The UK’s leading financial regulator has accused the cyber insurance sector of untested policy language, contractual uncertainty and gaps in risk modeling.
The Bank of England’s Prudential Regulation Authority (PRA) has asked a cross-section of the sector, comprising 17 property and casualty insurers and 21 Lloyd’s of London syndicates, to assess their solvency for a range of cyber losses to help reduce stress. I ran a test.
Regulators assessed the industry’s response to three underwriting “cyber scenarios”: cloud outages, data exfiltration, and orchestrated ransomware.
I found some shortcomings. This shows the still nascent nature of the market.
The first concerns the assessment of the likelihood that these three rare risk events will occur.
“Participants varied widely on the likelihood of a given cyber scenario occurring, with more consensus on systemic ransomware than cloud outages or data exfiltration,” the report states. I’m explaining.
“The lack of consensus in the market can affect the comparability of capital across sectors.”
While this kind of response variability is normal for relatively new products, the PRA urged the market to “build a greater consensus” going forward.
Second, the stress tests revealed wide variability in the ability of insurers to assess the business impact of key exclusions that they do not hold.

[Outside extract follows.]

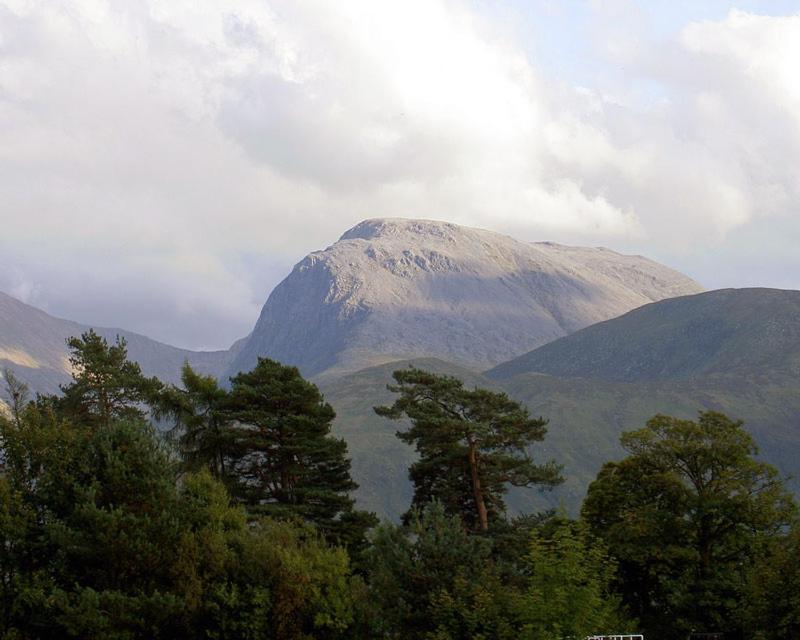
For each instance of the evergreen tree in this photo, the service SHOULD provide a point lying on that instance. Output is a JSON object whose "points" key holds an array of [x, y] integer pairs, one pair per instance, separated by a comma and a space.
{"points": [[284, 460], [472, 444], [97, 541], [569, 592], [201, 421], [106, 385], [772, 593], [685, 513], [433, 579]]}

Several high-profile lawsuits have been filed in connection with the NotPetya campaign in recent years, questioning whether policies excluding acts of war should still be paid.
The PRA said, “We urge boards to recognize the impact of inherent unvalidated policy language and the potential for contractual uncertainty to ensure that exposures continue to be managed within their own risk appetite. recommended,” said PRA.

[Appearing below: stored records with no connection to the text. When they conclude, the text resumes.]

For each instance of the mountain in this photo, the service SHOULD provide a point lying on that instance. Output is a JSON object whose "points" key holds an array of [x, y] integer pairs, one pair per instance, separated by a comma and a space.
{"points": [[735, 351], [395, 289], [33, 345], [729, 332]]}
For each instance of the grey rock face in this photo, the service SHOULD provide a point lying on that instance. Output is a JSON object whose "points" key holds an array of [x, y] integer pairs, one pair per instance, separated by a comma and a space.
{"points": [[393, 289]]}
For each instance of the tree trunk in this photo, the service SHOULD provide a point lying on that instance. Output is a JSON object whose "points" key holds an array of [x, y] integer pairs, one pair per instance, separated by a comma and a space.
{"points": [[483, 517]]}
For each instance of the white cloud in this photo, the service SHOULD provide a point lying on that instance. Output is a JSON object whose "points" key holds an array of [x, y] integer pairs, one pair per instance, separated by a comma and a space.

The report also highlights that different modeling functions used by insurers produce different calculations of losses across scenarios.
“Considering the increasing adoption of vendor models, we understand the limitations and lack of convergence of existing cyber disaster modeling and are satisfied with the steps taken to mitigate the shortcomings of current approaches.” We recommend that you check with the Board of Directors.”
On the more positive side, regulators noted a significant reduction in the proportion of potential claims identified as arising from non-positive coverage when cyber insurance is not explicitly included in the policy. Did.
“Cyber is an evolving danger and as a result, cyber reporting will continue to evolve,” the report said. “This exercise will give us a wide range of current practices across the market and will be useful for future supervision.”